The recent television broadcast of Operation Ivy, a once top-secret film that had been shot in The Marshall Islands in 1952, offered viewers ring side seats in the comfort of their own living room of the first full-scale test of a thermal nuclear device.
On the morning of April first, my bleary eyed mother got a real jolt with her morning coffee as she was treated to a bird’s-eye view of a nuclear explosion right there on the family Philco. How about a rasher of radioactive bacon to go with those sunnyside up eggs?
Walter Cronkite, congenial host of The CBS Morning Show jumped the gun on the competition, teasing the early riser with sampling of clips from the Operation Ivy film scheduled to be broadcast on all 3 channels later in the day.
That evening, as TV sets warmed up all across the nation, an ominous soundtrack of music could be heard emanating from their sets.
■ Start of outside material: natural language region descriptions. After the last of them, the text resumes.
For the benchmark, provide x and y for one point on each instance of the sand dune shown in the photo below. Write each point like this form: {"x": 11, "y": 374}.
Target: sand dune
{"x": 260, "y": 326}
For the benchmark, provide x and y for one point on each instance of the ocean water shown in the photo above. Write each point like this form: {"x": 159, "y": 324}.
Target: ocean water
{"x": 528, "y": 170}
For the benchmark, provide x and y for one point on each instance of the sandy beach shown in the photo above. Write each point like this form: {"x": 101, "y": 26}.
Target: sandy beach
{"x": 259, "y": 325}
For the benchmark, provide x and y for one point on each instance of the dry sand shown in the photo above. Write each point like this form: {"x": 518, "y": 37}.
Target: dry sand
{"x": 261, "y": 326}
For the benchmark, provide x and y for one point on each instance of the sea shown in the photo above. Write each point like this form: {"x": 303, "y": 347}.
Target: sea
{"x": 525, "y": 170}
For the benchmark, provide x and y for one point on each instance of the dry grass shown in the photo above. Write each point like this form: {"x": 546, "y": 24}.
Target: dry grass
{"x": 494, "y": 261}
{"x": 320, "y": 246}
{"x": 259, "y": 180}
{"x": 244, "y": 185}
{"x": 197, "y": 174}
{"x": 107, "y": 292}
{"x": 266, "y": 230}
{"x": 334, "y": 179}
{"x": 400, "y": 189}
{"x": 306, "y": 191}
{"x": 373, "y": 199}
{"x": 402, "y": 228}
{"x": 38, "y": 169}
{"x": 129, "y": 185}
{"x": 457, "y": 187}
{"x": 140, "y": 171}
As the music built to a crescendo , my parents along with millions of other captivated TV viewers heard a metronomic voice counting down -5- 4 -3- 2 -1 and then got an eyeful when an awesome blast filled their TV screen with a gigantic billowing fireball.
The announcer triumphantly proclaimed “the Hydrogen Age is upon us”.
Afterwards a disbelieving audience witnessed as an entire atoll disappeared from the face of the earth.
Just to make sure the viewer understood the magnitude of the power wielded by this nuclear device they superimposed the explosion on the skyline of Manhattan, transmuting the devastation of the Marshal Islands into visions of American cities in smoldering ruins
The spectacle, as theatrical as anything on Playhouse 90 was no hoax, no Orson Welles War of the Worlds Halloween prank. My mother, anxiously hoping for Walter Cronkite to utter the words “April Fools”, was cruelly disappointed!
Weather it Does or Whether it Doesn’t
The Atomic Energy Commission uniformly denied there was danger from these tests; in fact the danger lay in not doing the tests. Most folks agreed that the ultimate benefit of peace and security that the H-bomb would bring us was more than enough for the potential slight risk.
Mans harnessing of nature for our purposes has been man’s great triumph! The march of progress continues.